Scientific classification
- Domain: Eukaryota
- Kingdom: Animalia
- Phylum: Chordata
- Class: Chondrichthyes
- Subclass: Elasmobranchii
- Division: Selachii
- Order: Lamniformes
- Family: †Haimirichiidae
- Genus: †Roulletia Vullo, Cappetta, & Néraudeau, 2007
- Type species: †Roulletia bureaui Vullo et al. 2007
- Species: †Roulletia bureaui Vullo et al. 2007; †Roulletia canadensis Underwood and Cumbaa 2010;

= Roulletia =

Extinct genus of sharks

Roulletia is an extinct genus of sharks in the family Haimirichiidae. It was described by Romain Vullo, Henri Cappetta, and Didier Néraudeau in 2007, and the type species is R. bureaui, which existed during the upper Cenomanian of what is now France. The genus was named after its type locality, Roullet-Saint-Estèphe, while the species epithet honours Michel Bureau, an amateur paleontologist who gathered the material for the species.
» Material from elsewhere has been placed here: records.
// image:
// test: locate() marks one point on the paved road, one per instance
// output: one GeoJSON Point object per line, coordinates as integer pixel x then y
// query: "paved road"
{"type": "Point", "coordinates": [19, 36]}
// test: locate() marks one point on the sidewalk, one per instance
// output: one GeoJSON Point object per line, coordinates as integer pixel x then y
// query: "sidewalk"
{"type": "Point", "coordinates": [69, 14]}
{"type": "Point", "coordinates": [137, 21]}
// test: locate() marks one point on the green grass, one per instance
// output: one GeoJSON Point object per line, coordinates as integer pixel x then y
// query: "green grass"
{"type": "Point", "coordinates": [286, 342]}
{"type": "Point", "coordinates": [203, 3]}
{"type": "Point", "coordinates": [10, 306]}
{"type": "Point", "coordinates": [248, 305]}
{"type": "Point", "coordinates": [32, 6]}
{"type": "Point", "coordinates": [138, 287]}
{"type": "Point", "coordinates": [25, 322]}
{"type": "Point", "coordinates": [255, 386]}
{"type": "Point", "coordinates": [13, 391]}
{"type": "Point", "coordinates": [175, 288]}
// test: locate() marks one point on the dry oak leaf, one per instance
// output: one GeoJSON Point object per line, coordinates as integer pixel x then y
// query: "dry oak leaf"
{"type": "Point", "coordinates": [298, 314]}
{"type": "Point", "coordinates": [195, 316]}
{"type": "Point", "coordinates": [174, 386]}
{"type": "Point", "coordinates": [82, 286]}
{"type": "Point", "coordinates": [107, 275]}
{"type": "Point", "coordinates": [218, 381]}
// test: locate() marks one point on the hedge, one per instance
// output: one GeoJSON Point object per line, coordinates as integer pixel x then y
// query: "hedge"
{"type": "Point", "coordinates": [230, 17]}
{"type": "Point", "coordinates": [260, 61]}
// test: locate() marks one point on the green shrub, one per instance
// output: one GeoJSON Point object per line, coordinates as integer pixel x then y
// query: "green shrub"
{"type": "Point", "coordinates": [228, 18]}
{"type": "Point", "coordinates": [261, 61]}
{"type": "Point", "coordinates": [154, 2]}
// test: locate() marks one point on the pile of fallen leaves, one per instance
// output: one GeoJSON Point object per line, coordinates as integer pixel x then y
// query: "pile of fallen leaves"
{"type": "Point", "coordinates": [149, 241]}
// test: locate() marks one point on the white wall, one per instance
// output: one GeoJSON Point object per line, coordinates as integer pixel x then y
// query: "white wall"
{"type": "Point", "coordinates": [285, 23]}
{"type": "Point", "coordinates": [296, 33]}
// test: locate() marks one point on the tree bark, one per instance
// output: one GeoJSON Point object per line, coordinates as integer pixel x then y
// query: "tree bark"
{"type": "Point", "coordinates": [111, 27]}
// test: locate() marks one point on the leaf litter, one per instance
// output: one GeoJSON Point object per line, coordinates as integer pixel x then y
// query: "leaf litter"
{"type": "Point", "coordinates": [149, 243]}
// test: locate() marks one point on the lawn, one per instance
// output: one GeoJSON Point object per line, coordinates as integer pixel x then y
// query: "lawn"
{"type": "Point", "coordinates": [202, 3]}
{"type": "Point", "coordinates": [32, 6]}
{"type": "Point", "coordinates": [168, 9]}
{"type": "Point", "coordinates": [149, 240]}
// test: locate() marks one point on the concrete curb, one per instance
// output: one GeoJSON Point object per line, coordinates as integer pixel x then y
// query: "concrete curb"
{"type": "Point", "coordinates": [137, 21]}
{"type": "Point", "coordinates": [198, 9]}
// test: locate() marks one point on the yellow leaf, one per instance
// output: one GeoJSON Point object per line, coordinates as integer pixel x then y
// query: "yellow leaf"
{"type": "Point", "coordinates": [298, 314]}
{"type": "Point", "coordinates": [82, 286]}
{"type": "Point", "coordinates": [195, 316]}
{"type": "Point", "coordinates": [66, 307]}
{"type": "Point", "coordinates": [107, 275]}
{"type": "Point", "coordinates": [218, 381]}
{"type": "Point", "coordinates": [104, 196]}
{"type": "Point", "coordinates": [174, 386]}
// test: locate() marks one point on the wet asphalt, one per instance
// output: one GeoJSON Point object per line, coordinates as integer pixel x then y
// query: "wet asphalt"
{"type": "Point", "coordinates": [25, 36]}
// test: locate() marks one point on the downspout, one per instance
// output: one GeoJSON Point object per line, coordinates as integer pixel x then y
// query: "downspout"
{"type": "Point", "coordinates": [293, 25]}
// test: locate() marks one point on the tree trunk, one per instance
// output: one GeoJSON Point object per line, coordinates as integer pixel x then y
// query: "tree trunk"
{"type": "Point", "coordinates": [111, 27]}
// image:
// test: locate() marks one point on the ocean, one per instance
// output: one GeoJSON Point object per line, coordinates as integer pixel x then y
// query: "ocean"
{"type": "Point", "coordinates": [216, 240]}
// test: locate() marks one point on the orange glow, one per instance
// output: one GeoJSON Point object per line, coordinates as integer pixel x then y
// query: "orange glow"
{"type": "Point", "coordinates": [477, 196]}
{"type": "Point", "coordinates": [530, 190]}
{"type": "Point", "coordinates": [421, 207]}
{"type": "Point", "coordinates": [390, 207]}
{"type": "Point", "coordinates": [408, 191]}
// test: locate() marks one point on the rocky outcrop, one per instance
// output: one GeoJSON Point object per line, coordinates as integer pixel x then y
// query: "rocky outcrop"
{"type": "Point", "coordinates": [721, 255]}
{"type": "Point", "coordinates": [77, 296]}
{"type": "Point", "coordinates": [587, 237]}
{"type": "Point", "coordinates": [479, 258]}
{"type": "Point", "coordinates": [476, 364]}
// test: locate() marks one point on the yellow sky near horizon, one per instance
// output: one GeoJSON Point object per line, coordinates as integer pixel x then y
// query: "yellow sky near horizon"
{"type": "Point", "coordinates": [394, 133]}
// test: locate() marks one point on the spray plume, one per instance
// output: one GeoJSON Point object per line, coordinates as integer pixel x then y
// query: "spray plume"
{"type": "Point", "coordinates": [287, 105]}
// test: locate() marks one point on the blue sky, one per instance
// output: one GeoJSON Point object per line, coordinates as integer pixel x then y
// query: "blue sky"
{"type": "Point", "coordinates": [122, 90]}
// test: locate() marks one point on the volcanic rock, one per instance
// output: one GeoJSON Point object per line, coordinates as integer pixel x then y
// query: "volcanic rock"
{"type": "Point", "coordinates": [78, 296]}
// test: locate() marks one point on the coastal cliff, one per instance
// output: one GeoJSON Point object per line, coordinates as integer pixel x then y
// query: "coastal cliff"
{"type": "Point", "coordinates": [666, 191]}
Another species, R. canadensis, was described from the Cenomanian of Canada by Charlie J. Underwood and Stephen L. Cumbaa in 2010. The species epithet refers to the country in which it was discovered. It has been suggested tentatively this genus may be related to Haimirichia, which has been placed in its own family (Haimirichiidae) based on soft-tissue preservation.